Великолукские наброски мифы и реальность

Вадим Чарномский
     Воздух застыл… такое впечатление, будто все люди двигаются очень медленно, как бы в густом желе! И живут – точно также! Вечный город, затормозивший когда-то на повороте! А, может, так и надо?! Вспомнить забытого уже Паустовского, который активно призывал  к сохранению и оригинальности русских городов с их сложившейся внутренней культурой, особенностями мышления, приоритетами и парадоксальностью?
     Кстати, о парадоксах - небольшой мясо-колбасный магазинчик окружён тщательно вспаханным палисадником, на котором любовно высажены… папортники! И ни одного куста, ни одного цветка! Причём невооружённым глазом видно, что папортники кто-то тщательно поливает! Ну, что может прийти в голову от такого любопытного зрелища?! Или – молодые побеги собираются рвать на салат, или  завмаг - женщина, естественно, готовится к лету, к Купалиному дню - ждёт, когда зацветёт!

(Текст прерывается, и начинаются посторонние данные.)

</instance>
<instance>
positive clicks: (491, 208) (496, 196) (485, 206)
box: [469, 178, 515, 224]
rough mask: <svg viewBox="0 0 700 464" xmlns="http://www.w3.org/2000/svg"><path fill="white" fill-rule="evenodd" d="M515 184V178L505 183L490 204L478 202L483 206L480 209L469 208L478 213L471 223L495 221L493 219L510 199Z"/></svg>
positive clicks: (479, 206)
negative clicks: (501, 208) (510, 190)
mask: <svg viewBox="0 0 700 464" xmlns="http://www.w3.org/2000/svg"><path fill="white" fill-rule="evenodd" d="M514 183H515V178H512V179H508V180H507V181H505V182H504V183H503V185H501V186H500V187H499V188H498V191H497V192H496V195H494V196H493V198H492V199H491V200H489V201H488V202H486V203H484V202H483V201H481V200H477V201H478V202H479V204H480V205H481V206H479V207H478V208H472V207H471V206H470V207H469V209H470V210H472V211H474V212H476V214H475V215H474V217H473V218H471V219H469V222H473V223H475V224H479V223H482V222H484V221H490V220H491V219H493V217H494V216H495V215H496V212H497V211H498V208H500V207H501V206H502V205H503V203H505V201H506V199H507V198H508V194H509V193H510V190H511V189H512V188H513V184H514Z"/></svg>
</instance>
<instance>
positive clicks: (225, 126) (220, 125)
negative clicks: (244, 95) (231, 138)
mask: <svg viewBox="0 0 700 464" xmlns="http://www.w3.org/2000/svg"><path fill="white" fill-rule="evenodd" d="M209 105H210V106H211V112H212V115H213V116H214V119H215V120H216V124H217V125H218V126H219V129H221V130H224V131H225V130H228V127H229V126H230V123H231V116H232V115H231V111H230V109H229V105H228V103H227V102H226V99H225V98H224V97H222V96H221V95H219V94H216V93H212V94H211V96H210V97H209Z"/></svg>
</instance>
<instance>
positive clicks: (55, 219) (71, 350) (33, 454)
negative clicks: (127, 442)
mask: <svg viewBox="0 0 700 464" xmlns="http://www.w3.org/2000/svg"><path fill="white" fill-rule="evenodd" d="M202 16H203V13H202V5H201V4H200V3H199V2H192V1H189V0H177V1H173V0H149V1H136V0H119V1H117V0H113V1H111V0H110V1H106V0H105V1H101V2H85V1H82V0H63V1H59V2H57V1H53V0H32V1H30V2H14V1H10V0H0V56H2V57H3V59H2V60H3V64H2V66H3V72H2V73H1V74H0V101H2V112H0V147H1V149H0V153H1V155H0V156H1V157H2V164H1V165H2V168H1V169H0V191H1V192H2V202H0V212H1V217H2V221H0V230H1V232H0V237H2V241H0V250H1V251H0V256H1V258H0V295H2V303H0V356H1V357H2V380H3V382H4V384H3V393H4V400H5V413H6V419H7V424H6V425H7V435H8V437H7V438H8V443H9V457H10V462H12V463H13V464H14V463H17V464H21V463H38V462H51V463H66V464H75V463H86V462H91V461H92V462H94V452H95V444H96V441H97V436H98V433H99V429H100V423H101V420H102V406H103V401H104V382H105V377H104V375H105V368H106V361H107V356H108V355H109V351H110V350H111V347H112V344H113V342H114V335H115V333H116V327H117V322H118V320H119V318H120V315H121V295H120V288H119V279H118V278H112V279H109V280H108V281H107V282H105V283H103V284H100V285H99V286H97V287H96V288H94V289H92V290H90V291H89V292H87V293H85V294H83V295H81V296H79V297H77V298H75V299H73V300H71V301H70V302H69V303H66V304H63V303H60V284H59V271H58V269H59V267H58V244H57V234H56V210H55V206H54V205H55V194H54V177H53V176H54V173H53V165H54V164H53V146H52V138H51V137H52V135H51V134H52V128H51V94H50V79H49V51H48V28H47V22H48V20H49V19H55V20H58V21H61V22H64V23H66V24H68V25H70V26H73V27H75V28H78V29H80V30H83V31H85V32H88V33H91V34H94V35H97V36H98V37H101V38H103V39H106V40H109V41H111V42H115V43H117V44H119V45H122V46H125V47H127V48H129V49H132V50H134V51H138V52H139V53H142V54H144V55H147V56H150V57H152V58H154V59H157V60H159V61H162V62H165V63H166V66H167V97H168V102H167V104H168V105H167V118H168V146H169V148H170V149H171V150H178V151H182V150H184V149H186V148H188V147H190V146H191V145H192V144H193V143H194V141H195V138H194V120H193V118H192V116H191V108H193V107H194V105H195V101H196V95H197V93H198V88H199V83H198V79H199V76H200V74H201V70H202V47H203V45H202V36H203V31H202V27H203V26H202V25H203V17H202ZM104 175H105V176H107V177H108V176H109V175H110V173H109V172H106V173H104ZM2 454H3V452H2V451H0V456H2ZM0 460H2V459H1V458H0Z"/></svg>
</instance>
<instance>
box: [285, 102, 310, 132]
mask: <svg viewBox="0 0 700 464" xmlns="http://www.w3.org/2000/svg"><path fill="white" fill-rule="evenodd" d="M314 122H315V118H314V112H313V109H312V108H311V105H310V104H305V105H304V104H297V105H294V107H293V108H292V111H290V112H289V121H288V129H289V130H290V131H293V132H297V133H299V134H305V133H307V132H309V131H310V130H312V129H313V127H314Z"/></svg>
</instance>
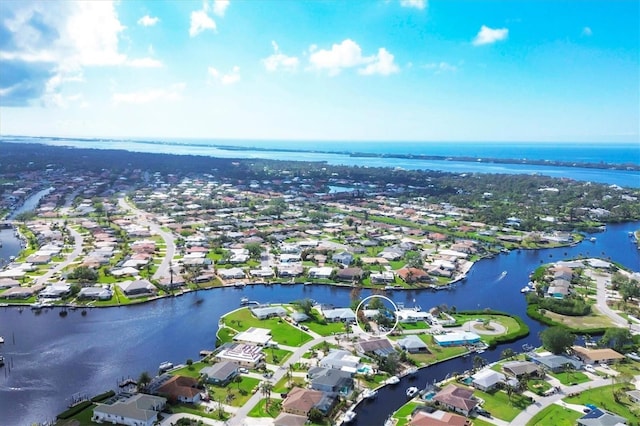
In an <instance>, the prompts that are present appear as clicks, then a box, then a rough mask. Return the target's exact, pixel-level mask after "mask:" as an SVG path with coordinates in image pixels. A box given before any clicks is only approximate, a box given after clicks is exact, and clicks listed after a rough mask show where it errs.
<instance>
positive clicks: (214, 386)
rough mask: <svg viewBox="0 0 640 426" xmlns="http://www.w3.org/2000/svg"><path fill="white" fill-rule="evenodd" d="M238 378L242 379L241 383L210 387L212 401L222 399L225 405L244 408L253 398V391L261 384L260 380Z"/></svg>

                *        *        *
     …интересен парк культуры и отдыха! Вероятно, раньше он был чьего-то имени, но имя само себя и окружающих разочаровало и дискредитировало в новые российские времена, потому и - просто, Парк культуры и отдыха. Карусели ещё старые, но, что удивительно, - действуют! Особенно вдохновляет  «чёртово колесо»: едет медленно, с расстановкой, можно две банки пива выпить с воблой и ещё чекушечку с огурчиком солёненьким! Старые советские мусорные тумбы, вылитые когда-то из чугуна, и, удивительное дело, ещё вращающиеся на штырьках для высыпания содержимого, тут прикованы элементарной цепью с замком к торчащей из земли, вбитой туда арматуре с отверстием (это ж надо было просверлить дыру в арматуре?! И не лень было!), наподобие замка на велосипеде. Веселье чисто в местном стиле – тихое, спокойное…пьяных нет, хотя носы красные, детей мало, и людей – тоже… зато понаблюдал с особенным интересом, как здоровый мужик, прицепив к себе пояс с длинными резинками-прыгалками, сигал на них вверх-вниз с абсолютно каменным выражением лица! Ни улыбки, ни смеха! Как будто вкалывал!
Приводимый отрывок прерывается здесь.